September 22, 2023 at 4:00:00 PM
Samuel Zhao '24
Affirmative Action, initially aimed to address historical and current injustices and inequalities, now enables race-based preferential treatment in education and employment. This policy was designed to try to resolve discrimination and improve social mobility, but it has only reinforced these trends. Affirmative Action covers many aspects of society; this article will focus on education aspect.
First of all, we need to question the purpose of government involvement in education. The reason why the government funds education is to provide social mobility in the hopes of a strong civil society and to maintain a strong workforce. Both concepts suggest the idea of meritocracy, an ideology that focuses on an individual’s skills, abilities, and qualifications. While Affirmative Action grants certain races preferential treatment, it undermines the notion of rewarding the most qualified individuals, working against the purpose of education, economic principles, and the rationale for the government to fund education.
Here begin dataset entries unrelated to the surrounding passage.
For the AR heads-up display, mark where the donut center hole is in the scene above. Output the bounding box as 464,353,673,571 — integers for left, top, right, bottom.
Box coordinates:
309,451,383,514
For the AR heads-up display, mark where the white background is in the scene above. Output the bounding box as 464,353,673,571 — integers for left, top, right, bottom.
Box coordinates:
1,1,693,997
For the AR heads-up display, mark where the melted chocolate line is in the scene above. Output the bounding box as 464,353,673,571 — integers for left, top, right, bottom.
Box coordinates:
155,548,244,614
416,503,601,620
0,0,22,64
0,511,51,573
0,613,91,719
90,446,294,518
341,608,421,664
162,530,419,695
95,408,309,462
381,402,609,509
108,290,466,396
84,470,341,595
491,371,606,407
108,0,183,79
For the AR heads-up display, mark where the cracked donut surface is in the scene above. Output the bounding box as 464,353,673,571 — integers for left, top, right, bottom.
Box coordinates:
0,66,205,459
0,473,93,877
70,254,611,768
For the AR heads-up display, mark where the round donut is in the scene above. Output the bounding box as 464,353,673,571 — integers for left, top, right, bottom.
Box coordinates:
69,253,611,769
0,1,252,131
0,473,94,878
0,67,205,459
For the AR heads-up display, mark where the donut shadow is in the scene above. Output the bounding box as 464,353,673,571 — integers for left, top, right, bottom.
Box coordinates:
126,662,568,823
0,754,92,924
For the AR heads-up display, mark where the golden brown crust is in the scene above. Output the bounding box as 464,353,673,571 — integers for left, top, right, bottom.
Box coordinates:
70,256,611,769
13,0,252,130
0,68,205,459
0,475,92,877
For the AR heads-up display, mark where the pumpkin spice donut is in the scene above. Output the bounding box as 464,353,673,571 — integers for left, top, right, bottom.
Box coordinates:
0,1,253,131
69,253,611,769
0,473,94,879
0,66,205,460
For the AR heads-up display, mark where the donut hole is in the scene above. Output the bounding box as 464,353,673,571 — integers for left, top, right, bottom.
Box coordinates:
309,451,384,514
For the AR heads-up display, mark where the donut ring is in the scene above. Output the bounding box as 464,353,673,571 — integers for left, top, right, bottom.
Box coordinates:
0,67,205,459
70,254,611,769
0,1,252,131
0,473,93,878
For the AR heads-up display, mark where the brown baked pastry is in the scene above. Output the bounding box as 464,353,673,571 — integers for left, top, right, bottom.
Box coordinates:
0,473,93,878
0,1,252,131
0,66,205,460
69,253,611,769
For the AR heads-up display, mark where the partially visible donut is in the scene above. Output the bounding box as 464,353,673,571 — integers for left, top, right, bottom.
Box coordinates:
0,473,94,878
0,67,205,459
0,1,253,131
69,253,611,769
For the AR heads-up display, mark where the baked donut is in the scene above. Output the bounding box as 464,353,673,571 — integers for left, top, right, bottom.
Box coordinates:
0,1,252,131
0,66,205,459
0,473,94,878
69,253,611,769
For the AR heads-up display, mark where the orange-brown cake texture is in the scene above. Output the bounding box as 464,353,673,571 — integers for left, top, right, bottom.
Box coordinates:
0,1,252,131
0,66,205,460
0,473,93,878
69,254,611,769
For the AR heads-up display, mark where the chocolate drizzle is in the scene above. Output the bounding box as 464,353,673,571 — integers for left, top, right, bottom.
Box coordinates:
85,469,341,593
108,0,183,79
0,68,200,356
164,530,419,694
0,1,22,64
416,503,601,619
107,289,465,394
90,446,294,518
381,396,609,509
While the fundamental notion of Affirmative Action is to offer underprivileged groups an equal chance, by this logic it makes generalizations about particular races, reinforcing stereotyped assumptions. Individuals cannot be defined as being at a disadvantage simply based on the inherent trait of race. Rather, other parts of one’s background, such as socioeconomic status, are better metrics by which to judge and provide individuals fair competition. For example, two college applicants share much more in common based on a shared zip code than a shared racial background.
The overemphasis on race used in Affirmative Action might cause “elite capture,” which is when minority individuals from an affluent background benefit from privilege since they are counted as “disadvantaged,” making them more likely to receive greater financial aid. Statistics from the Brookings Institute show that following Affirmative Action, schools still preferred those coming from affluent backgrounds, not giving those who truly need financial help a fair chance.
Elite capture contrasts with the purpose of Affirmative Action, which is to provide means for the disadvantaged to improve their livelihood through education. In this way, schools are not truly helping to improve social and economic mobility. A better alternative to considering race in admissions would be to use socioeconomic status as a factor, grouping applicants into different economic classes, acknowledging the benefits that are accrued with wealth, and selecting students for admission based on merit and accomplishments accordant with opportunities given. In this way, society will offer students an equal chance, fulfilling the purpose of education and rewarding hard work.